Top marks to the Annex of Ideas at having such a concerted stab at making Fantasy Zone into a franchise… if only it had lasted a bit longer.  Unlike the spin-offs, it did at least feature all-new material.  

The British Bullpen were, of course, also publishing THE REAL GHOSTBUSTERS during this period, a cash-cow that stretched way beyond their own comic and also spawned (or, at least, appeared in) MARVEL BUMPER COMIC, IT'S WICKED, BLIMEY, IT'S SLIMER and the obligatory annuals, specials, Collected Comics and books.  

Tuesday, 12 February 2013

1989: FANTASY ZONE MAGAZINE (Marvel UK)

FANTASY ZONE was STARBURST redux: an attempt by Marvel UK to re-enter the SF/ Fantasy/ Horror media magazine market only a few years after flogging their previous monthly to Visual Imagination.

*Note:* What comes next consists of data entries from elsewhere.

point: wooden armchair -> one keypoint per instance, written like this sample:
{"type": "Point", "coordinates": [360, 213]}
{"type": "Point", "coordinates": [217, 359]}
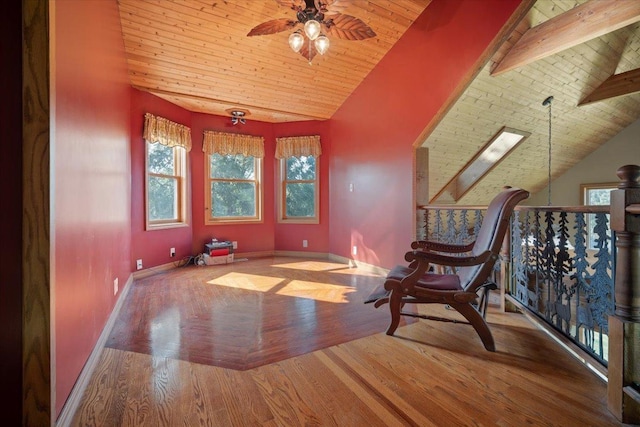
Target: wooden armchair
{"type": "Point", "coordinates": [466, 290]}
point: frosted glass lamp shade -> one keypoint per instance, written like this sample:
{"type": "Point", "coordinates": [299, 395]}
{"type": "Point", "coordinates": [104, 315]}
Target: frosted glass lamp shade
{"type": "Point", "coordinates": [312, 29]}
{"type": "Point", "coordinates": [296, 40]}
{"type": "Point", "coordinates": [322, 44]}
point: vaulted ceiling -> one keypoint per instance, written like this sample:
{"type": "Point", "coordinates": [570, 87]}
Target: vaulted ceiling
{"type": "Point", "coordinates": [197, 54]}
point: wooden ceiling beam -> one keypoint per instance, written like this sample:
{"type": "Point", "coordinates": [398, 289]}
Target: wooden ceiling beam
{"type": "Point", "coordinates": [578, 25]}
{"type": "Point", "coordinates": [616, 85]}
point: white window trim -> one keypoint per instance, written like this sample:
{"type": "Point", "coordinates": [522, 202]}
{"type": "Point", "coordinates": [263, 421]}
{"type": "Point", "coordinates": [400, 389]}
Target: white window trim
{"type": "Point", "coordinates": [590, 218]}
{"type": "Point", "coordinates": [208, 220]}
{"type": "Point", "coordinates": [182, 165]}
{"type": "Point", "coordinates": [281, 194]}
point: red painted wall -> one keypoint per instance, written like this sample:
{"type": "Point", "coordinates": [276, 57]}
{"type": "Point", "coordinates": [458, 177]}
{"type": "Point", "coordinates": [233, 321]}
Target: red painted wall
{"type": "Point", "coordinates": [91, 196]}
{"type": "Point", "coordinates": [153, 246]}
{"type": "Point", "coordinates": [288, 237]}
{"type": "Point", "coordinates": [373, 132]}
{"type": "Point", "coordinates": [11, 214]}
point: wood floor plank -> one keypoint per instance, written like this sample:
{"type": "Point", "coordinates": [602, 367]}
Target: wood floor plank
{"type": "Point", "coordinates": [294, 360]}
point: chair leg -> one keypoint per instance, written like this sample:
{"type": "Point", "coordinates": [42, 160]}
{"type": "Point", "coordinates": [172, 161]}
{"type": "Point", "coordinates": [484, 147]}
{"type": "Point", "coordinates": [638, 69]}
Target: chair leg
{"type": "Point", "coordinates": [395, 305]}
{"type": "Point", "coordinates": [479, 324]}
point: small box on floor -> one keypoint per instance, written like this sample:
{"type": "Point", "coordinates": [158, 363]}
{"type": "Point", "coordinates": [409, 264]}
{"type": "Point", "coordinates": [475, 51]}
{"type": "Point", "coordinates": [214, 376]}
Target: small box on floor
{"type": "Point", "coordinates": [217, 249]}
{"type": "Point", "coordinates": [217, 260]}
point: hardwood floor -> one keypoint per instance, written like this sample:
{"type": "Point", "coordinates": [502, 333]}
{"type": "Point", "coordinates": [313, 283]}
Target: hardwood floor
{"type": "Point", "coordinates": [289, 342]}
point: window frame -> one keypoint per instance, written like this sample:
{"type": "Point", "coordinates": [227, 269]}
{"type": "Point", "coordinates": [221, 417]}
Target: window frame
{"type": "Point", "coordinates": [258, 180]}
{"type": "Point", "coordinates": [590, 218]}
{"type": "Point", "coordinates": [282, 193]}
{"type": "Point", "coordinates": [181, 165]}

The logic of such a move is lost in the mists of time.  Maybe Marvel had seen that VI had managed to keep Starburst in business and coveted a piece of the action.  Maybe they wanted to get a spoiler onto the market to counter the launch of Starburst's first regular spin-off, TV ZONE (which launched in September 1989), even through VI wasn't directly competing with M-UK and Fantasy Zone had a broader editorial catchment than the new VI magazine.  Perhaps Marvel saw the glut of new fantasy movies, spearheaded by BATMAN, and thought the time was right.  Or, just maybe, they sensed the DOCTOR WHO TV show was faltering badly and wanted to try and get a new magazine out which could - if need be - replace DOCTOR WHO MAGAZINE in the future.  

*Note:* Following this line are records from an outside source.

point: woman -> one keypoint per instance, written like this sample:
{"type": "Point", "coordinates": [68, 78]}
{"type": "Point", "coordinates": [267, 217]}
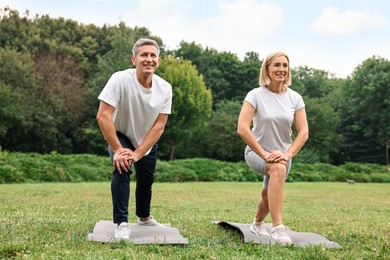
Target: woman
{"type": "Point", "coordinates": [273, 107]}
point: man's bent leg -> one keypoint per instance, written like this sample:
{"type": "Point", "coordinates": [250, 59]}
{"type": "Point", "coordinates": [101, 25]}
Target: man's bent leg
{"type": "Point", "coordinates": [144, 170]}
{"type": "Point", "coordinates": [120, 186]}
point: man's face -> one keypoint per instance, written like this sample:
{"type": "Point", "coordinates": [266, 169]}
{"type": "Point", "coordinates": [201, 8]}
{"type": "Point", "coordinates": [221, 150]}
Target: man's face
{"type": "Point", "coordinates": [147, 60]}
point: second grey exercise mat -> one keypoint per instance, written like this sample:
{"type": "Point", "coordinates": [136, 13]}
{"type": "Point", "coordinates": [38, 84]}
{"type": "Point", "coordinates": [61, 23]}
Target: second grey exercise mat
{"type": "Point", "coordinates": [104, 232]}
{"type": "Point", "coordinates": [300, 239]}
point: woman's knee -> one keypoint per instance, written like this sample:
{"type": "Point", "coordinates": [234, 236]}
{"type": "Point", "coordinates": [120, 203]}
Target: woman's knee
{"type": "Point", "coordinates": [264, 194]}
{"type": "Point", "coordinates": [277, 170]}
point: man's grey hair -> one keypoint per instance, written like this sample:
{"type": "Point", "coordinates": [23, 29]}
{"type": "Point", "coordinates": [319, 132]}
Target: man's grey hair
{"type": "Point", "coordinates": [145, 41]}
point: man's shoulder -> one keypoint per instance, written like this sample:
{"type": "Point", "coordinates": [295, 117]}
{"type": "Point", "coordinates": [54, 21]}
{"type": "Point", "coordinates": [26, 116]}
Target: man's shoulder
{"type": "Point", "coordinates": [161, 82]}
{"type": "Point", "coordinates": [124, 73]}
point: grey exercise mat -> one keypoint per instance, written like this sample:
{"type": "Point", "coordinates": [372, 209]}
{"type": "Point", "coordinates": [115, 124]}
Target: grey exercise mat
{"type": "Point", "coordinates": [104, 232]}
{"type": "Point", "coordinates": [300, 239]}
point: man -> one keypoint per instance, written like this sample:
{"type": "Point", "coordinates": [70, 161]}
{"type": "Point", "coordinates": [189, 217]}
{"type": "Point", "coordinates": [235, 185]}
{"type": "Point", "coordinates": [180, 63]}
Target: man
{"type": "Point", "coordinates": [133, 111]}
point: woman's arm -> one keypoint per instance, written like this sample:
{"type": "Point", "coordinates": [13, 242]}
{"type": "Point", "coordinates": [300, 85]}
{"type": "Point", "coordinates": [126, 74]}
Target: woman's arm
{"type": "Point", "coordinates": [243, 130]}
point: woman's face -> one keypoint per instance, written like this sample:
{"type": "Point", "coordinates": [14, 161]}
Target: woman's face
{"type": "Point", "coordinates": [278, 69]}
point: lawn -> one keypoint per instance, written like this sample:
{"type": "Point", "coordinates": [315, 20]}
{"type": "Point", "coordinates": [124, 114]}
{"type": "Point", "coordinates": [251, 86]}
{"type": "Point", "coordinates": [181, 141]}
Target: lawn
{"type": "Point", "coordinates": [52, 220]}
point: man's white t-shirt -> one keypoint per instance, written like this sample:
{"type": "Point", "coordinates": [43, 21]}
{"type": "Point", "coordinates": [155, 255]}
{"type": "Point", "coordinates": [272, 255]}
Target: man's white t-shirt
{"type": "Point", "coordinates": [274, 116]}
{"type": "Point", "coordinates": [136, 107]}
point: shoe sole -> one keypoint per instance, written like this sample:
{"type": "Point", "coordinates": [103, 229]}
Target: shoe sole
{"type": "Point", "coordinates": [259, 234]}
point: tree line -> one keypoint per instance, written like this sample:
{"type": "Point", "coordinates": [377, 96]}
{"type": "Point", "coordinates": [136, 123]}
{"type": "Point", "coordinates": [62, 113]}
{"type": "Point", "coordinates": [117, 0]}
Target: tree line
{"type": "Point", "coordinates": [52, 70]}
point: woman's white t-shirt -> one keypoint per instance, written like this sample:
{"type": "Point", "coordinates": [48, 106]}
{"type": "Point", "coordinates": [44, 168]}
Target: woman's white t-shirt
{"type": "Point", "coordinates": [274, 116]}
{"type": "Point", "coordinates": [136, 107]}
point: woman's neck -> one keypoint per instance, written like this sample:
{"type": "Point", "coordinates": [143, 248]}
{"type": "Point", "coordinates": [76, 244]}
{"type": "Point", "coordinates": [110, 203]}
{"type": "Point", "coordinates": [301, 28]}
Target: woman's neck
{"type": "Point", "coordinates": [277, 88]}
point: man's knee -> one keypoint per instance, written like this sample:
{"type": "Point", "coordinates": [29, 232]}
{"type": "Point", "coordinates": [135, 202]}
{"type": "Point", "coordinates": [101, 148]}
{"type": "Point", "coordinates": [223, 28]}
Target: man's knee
{"type": "Point", "coordinates": [277, 170]}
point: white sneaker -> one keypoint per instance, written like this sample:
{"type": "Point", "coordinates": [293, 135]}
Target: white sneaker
{"type": "Point", "coordinates": [279, 234]}
{"type": "Point", "coordinates": [122, 231]}
{"type": "Point", "coordinates": [258, 228]}
{"type": "Point", "coordinates": [150, 222]}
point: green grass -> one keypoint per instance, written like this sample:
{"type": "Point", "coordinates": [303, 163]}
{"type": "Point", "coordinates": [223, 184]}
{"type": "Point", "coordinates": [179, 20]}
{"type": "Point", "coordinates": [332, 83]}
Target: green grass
{"type": "Point", "coordinates": [52, 220]}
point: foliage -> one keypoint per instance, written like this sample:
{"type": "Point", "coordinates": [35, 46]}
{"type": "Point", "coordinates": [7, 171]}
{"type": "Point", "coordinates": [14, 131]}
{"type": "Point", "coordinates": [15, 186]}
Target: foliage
{"type": "Point", "coordinates": [365, 114]}
{"type": "Point", "coordinates": [53, 69]}
{"type": "Point", "coordinates": [226, 76]}
{"type": "Point", "coordinates": [226, 145]}
{"type": "Point", "coordinates": [191, 104]}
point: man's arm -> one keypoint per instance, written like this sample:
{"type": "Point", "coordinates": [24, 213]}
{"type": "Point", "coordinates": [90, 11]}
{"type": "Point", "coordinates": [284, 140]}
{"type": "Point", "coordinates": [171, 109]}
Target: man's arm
{"type": "Point", "coordinates": [151, 137]}
{"type": "Point", "coordinates": [121, 159]}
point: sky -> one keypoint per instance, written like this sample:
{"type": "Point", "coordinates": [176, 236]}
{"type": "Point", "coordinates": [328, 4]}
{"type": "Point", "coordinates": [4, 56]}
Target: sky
{"type": "Point", "coordinates": [331, 35]}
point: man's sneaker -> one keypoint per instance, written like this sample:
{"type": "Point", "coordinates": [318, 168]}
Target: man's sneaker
{"type": "Point", "coordinates": [122, 231]}
{"type": "Point", "coordinates": [150, 222]}
{"type": "Point", "coordinates": [279, 234]}
{"type": "Point", "coordinates": [258, 228]}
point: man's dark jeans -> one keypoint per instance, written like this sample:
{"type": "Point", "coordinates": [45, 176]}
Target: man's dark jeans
{"type": "Point", "coordinates": [120, 184]}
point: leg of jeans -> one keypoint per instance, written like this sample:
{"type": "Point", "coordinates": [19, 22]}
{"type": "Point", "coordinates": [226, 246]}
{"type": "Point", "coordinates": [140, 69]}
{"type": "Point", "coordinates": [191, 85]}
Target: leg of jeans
{"type": "Point", "coordinates": [120, 186]}
{"type": "Point", "coordinates": [144, 170]}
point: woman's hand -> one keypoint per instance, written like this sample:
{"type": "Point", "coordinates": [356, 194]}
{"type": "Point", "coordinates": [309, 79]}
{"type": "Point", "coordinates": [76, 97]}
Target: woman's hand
{"type": "Point", "coordinates": [276, 156]}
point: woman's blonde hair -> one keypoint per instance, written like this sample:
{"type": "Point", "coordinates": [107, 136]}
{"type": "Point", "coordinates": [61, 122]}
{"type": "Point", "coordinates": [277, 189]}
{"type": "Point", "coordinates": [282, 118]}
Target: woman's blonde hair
{"type": "Point", "coordinates": [264, 79]}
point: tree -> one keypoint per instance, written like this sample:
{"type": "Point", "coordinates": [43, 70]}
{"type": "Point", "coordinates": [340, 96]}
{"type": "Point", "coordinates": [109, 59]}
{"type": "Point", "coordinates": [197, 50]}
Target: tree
{"type": "Point", "coordinates": [365, 112]}
{"type": "Point", "coordinates": [192, 103]}
{"type": "Point", "coordinates": [222, 140]}
{"type": "Point", "coordinates": [226, 76]}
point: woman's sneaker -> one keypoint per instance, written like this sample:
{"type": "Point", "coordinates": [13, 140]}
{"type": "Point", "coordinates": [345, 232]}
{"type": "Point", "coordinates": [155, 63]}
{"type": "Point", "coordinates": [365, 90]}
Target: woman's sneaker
{"type": "Point", "coordinates": [258, 228]}
{"type": "Point", "coordinates": [150, 222]}
{"type": "Point", "coordinates": [279, 234]}
{"type": "Point", "coordinates": [122, 231]}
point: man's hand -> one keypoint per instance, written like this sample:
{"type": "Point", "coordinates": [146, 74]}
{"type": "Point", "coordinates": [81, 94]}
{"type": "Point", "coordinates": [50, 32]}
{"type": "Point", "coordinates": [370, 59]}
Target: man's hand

Marvel seemed to be pretty keen to make FZ work.  The magazine was well written and contained a fair amount of text, especially compared with its main UK rival which often resembled a scrapbook.  It also benefitted from some good layouts.  The indefinable problem was simply that it didn't feel very engaging.  It was - somehow - hard to get excited about the new issue when it appeared.  The commitment was there, but the emotion seemed lacking somehow.

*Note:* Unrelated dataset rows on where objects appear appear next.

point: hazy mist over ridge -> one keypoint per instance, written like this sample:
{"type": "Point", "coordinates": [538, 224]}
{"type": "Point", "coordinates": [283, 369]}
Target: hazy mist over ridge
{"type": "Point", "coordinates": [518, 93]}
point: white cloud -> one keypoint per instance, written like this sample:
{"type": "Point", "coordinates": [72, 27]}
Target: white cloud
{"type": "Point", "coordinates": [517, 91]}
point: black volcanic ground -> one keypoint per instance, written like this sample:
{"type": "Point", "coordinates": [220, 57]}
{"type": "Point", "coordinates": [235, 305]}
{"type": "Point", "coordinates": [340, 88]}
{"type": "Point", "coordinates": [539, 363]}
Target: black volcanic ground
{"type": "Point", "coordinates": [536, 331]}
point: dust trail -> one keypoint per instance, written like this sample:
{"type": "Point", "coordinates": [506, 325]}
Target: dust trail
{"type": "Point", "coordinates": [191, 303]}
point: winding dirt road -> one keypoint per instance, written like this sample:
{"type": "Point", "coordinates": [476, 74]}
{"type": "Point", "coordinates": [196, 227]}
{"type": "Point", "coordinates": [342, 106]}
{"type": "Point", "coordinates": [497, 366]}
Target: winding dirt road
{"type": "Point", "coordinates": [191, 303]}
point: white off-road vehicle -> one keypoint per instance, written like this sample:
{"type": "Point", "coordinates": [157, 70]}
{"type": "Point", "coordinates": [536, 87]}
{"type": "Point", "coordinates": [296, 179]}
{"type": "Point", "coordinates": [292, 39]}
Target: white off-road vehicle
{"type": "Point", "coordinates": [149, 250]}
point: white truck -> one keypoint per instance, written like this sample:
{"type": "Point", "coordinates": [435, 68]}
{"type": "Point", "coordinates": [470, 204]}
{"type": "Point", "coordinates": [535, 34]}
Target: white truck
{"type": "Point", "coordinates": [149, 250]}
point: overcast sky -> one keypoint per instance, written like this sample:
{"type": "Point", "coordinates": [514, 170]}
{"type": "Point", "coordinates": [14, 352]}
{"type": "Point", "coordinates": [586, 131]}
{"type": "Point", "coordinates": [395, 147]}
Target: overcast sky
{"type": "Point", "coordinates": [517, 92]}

M-UK used FZ as a (brief) spearhead for an expansion into SF movie tie-ins: they signed-up to publish UK editions of Starlog's officially licensed STAR TREK V and GHOSTBUSTERS II one-shot magazines, making them FZ specials in the process.  

Fantasy Zone shuttered suddenly (and the spin-offs halted) after only six issues.  The seventh (although misleadingly billed as the sixth) was previewed but never appeared.  TV ZONE, in comparison, continued until 2008 (and spawned a number of other magazines, all revolving around similar material).

As we've already seen (and will see again), Marvel UK didn't abandon the idea of media-based magazines (although they wouldn't attempt another Starburst wannabe): the next decade saw the DOCTOR WHO magazine franchise expand and contract (Classic Comics, Poster Magazine and Yearbooks), the (brief) return of BLAKE'S SEVEN (two specials and a poster magazine), a regular Hammer Horror magazine and the BIZARRE and PLAYBACK one-shots.







Wednesday, 4 July 2012

1985: V: THE SERIES IN STARBURST MAGAZINE

Here's some coverage, including a really distinctive cover, of V: THE SERIES from STARBURST MAGAZINE issue 85 (September 1985).

The weekly series (1984-85) had already been cancelled stateside by the time it reached the UK, on ITV, in June 1985.

This issue was amongst the last published by Marvel UK.  The publisher had acquired the magazine, along with the services of its publisher Dez Skinn, in 1978 and had persevered with it after Skinn's departure in 1980 but attempts to build a magazine division with CINEMA MAGAZINE (9 issues + 1 special, 1981-82) amounted to nothing and Starburst remained odd-man-out alongside Marvel's comics business.

Starburst was sold to independent publisher Visual Imagination shortly after this issue was published.  The last to appear under the Marvel banner was issue 87 (November 1985).

Starburst closed (after 365 issues and innumerable spin-offs) in 2008 but returned to newsagents shelves in 2012.

Ironically, Marvel had another stab at a very similar magazine, FANTASY ZONE, in 1989.  M-UK tried to use it as a springboard for a range of media tie-ins (such as the UK edition of the STAR TREK V: THE FINAL FRONTIER OFFICIAL MAGAZINE one-shot) but it closed after only 6 issues.